20 Hive Spark's Strong Alliance, the Unparalleled Choice for Distributed Data Warehouses

20 Hive - Spark’s Strong Alliance, the Unparalleled Choice for Distributed Data Warehouses #

Hello, I am Wu Lei.

In the lectures on data sources and data formats, as well as data transformation (lectures 15 and 16), we introduced the general steps for developing data analysis applications using Spark SQL.

Let’s briefly review: first, we create a DataFrame from a distributed file system using the SparkSession read API. Then, we perform various data transformations, filtering, aggregation, and other operations by creating temporary tables and using SQL statements or directly using the DataFrame API. Finally, we write the computation results back to the distributed file system using the SparkSession write API.

In fact, direct interaction with the file system is just one common scenario for Spark SQL data applications. Another very typical scenario is integrating with Hive to build a distributed data warehouse. As we know, a data warehouse refers to a collection of data sets with higher-level themes and aggregation, often in the form of a series of carefully designed data tables. In the field of data analysis, the application of data warehouses is very common.

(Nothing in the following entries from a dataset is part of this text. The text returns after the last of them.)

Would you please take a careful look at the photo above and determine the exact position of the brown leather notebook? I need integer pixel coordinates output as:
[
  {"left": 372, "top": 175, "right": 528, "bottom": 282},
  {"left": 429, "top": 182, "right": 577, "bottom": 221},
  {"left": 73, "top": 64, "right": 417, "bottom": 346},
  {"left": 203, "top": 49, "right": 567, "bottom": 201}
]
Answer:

In the combination of Hive and Spark, whose combination is like a “jack-of-all-trades,” Hive excels in metadata management, while Spark excels in efficient distributed computing. The combination of the two can be described as a “strong alliance.” In today’s lecture, we will discuss the two ways of integrating Spark with Hive, one from the perspective of Spark, which we call Spark with Hive, and the other from the perspective of Hive, commonly known as Hive on Spark.

Hive Architecture and Basic Principles #

Before explaining these two integration methods, let’s take some time to understand the architecture and working principles of Hive, so that students who are not familiar with Hive can avoid confusion.

Hive is a core component used by the Apache Hadoop community to build data warehouses. It is responsible for providing a variety of user interfaces that accept SQL queries submitted by users. After parsing and optimizing these queries, Hive often converts them into distributed tasks and executes them using Hadoop MapReduce.

Hive is a true “jack of all trades”. Its core components are the User Interface (1) and the Driver (3). Whether it is the metadata database (4), storage system (5), or computation engine (6), Hive “outsources” them to third-party independent components in a “plug-and-play” manner, as shown in the following figure.

Hive’s User Interface provides SQL access services for developers. The specific access methods include Hive Server 2 (2), CLI, and Web Interface (web interface entry). Among them, CLI and Web Interface directly receive SQL queries locally, while Hive Server 2 allows developers to submit SQL query requests remotely by providing JDBC/ODBC client connections. Obviously, Hive Server 2 has more flexible access methods and is more widely used.

Let’s take responding to an SQL query as an example to see how Hive works. After receiving the SQL query, Hive’s Driver first uses its Parser component to convert the query into an Abstract Syntax Tree (AST).

Then, the Planner component generates an execution plan based on the AST, and the Optimizer further optimizes the execution plan. To complete this series of actions, Hive must have access to metadata of the corresponding data tables, such as table names, column names, field types, data file storage paths, file formats, etc. And all of these important metadata is stored in a database called the “Hive Metastore” (4).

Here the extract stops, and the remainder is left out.